Henry did not ride off into the sunset but hung around town. This was also a characteristic of Henry's mode of operation. He usually had more friends than enemies, and his friends would protect him. On the other hand, Henry seems to have taken little effort to hide himself and wandered around town at will. It seems that at this point the commander did not consider Henry worth bothering about any further.
In any case, on August 7, Henry walked into George Adkins' saloon. One story is he was decked out in fancy duds and a tough local blacksmith, Frank Cahill - known as "Windy" to his few friends - began to taunt the kid about being spruced up.

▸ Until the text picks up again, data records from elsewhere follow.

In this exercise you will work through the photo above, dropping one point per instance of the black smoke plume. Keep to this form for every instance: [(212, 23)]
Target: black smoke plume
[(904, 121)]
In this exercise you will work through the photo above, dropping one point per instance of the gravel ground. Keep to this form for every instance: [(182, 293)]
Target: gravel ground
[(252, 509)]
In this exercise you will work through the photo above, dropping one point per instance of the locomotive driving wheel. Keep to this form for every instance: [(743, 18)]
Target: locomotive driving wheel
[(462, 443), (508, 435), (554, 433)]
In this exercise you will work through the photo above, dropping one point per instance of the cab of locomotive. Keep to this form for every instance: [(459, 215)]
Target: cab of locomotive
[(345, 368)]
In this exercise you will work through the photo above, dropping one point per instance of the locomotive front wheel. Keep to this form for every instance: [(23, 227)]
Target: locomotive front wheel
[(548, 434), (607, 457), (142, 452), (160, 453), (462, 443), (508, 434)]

But whatever the cause, Henry and Windy got into a fight.
The fight does not seem to have been your typical Hollywood fisticuff match with punches, jabs, uppercuts, and splintering of balsa wood breakaway chairs. Instead, the larger man - Windy weighed about 200 pounds - began pushing and slapping Henry around. Windy called Henry a pimp, after which Henry called Windy a son-of-a-bitch - the favorite epithet of the Old West. Frank threw Billy to the floor, held him down, and kept slapping his face. Then Billy pulled his own gun and shot Frank in the guts. The big man fell to the floor. Billy ran out of the saloon, grabbed the first horse he could find, and rode away.
In that day and age a gunshot wound to the stomach was almost always fatal and most doctor's did not even try to save the victim. That was true in Windy's case. But he lived long enough to give a dying declaration, which gives us the most immediate account of the first killing by the soon-to-be Billy the Kid.

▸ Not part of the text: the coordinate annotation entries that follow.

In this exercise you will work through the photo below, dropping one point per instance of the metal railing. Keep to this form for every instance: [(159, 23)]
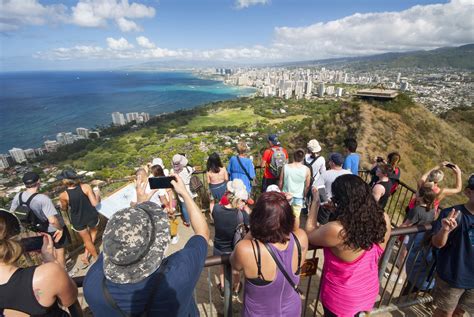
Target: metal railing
[(401, 286), (391, 276)]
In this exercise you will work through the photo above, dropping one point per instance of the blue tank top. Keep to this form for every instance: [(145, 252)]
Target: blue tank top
[(277, 298)]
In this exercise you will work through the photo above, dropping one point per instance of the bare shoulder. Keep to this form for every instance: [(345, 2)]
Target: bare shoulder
[(49, 274), (86, 188), (302, 236)]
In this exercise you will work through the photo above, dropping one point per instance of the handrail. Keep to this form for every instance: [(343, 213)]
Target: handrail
[(215, 260)]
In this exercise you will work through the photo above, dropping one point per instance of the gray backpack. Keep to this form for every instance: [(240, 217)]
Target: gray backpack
[(278, 161)]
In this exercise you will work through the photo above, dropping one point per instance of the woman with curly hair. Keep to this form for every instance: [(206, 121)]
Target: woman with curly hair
[(352, 246)]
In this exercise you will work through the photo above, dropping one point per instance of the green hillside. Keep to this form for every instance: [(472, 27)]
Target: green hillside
[(422, 138)]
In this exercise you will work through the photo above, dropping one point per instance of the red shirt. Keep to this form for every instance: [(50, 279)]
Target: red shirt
[(267, 157)]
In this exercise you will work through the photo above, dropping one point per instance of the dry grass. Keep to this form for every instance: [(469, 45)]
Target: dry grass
[(422, 139)]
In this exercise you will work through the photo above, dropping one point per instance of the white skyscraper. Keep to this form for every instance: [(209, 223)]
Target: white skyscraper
[(118, 118), (18, 155), (51, 145), (83, 132), (29, 153), (321, 90), (132, 116), (3, 161)]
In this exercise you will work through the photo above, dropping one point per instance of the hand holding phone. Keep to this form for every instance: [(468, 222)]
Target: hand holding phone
[(32, 244), (161, 182)]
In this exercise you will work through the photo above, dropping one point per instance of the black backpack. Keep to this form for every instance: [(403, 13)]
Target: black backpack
[(27, 216)]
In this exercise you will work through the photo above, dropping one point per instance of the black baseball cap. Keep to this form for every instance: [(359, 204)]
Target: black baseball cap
[(12, 223), (470, 182), (68, 174), (30, 178)]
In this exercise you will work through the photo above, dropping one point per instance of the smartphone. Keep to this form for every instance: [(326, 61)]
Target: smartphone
[(160, 182), (32, 243)]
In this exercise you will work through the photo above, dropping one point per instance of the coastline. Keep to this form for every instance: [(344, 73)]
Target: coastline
[(99, 124)]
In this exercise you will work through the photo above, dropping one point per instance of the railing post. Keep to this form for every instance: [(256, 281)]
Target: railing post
[(386, 256), (227, 290)]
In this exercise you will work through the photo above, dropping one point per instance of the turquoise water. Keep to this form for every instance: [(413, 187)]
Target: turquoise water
[(36, 106)]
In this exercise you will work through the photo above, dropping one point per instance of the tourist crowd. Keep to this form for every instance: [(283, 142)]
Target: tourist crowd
[(342, 214)]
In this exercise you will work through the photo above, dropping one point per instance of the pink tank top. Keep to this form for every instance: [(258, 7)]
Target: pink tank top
[(350, 287)]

"I, Frank Cahill, being convinced that I am about to die, do make the following as my final statement. My name is Frank P. Cahill. I was born in the county and town of Galway, Ireland. Yesterday, August 17, 1877, I had some trouble with Henry Antrim, otherwise known as Kid, during which he shot me. I had called him a pimp and he called me a son of a bitch. We then took hold of each other; I did not hit him, I think, saw him go for his pistol, and tried to get hold of it, but could not and he shot me in the belly. I have a sister named Margaret Flannigan living in East Cambridge, Mass., and another named Kate Conden, living in San Francisco."
Since Windy believed he was on the verge of eternity his dying declaration had the force of testimony under oath. But according to other witnesses, Windy had actually pinned the young man down and was in fact hitting him. Billy yelled for him to stop but Windy laughed and kept slapping the smaller man. Still back then a dying declaration had considerable force and the coroner's jury ruled Henry Antrim, alias "The Kid", had committed homicide, and the said homicide was unjustifiable.

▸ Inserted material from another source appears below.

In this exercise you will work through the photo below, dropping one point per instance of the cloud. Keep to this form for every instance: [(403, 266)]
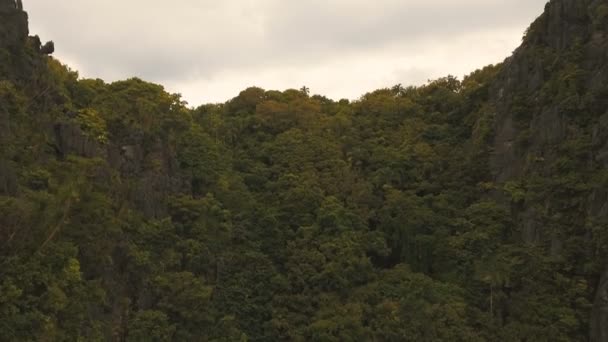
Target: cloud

Despite the ruling, in that day and age, Henry's actions would probably constitute legitimate self defense. Self-defense was very loosely interpreted. Once in Dodge City, "Mysterious Dave Mathers" had snuck up behind a man named Tom Nixon and shot him in the back. Mysterious Dave said that earlier Tom had "threatened him", so it was self defense. The jury agreed.
But as far as the law was concerned, because Henry had skinned out rather than face trial, the young man was no longer just a homeless teenager and petty thief. Instead he was a fugitive and wanted for murder. The best thing for Henry was to get out of the territory. Far better to be wanted for stealing clothes and breaking out of a city jail. So Henry returned to New Mexico but he moved east to the Ruidoso valley where he would first give his name as William Bonney.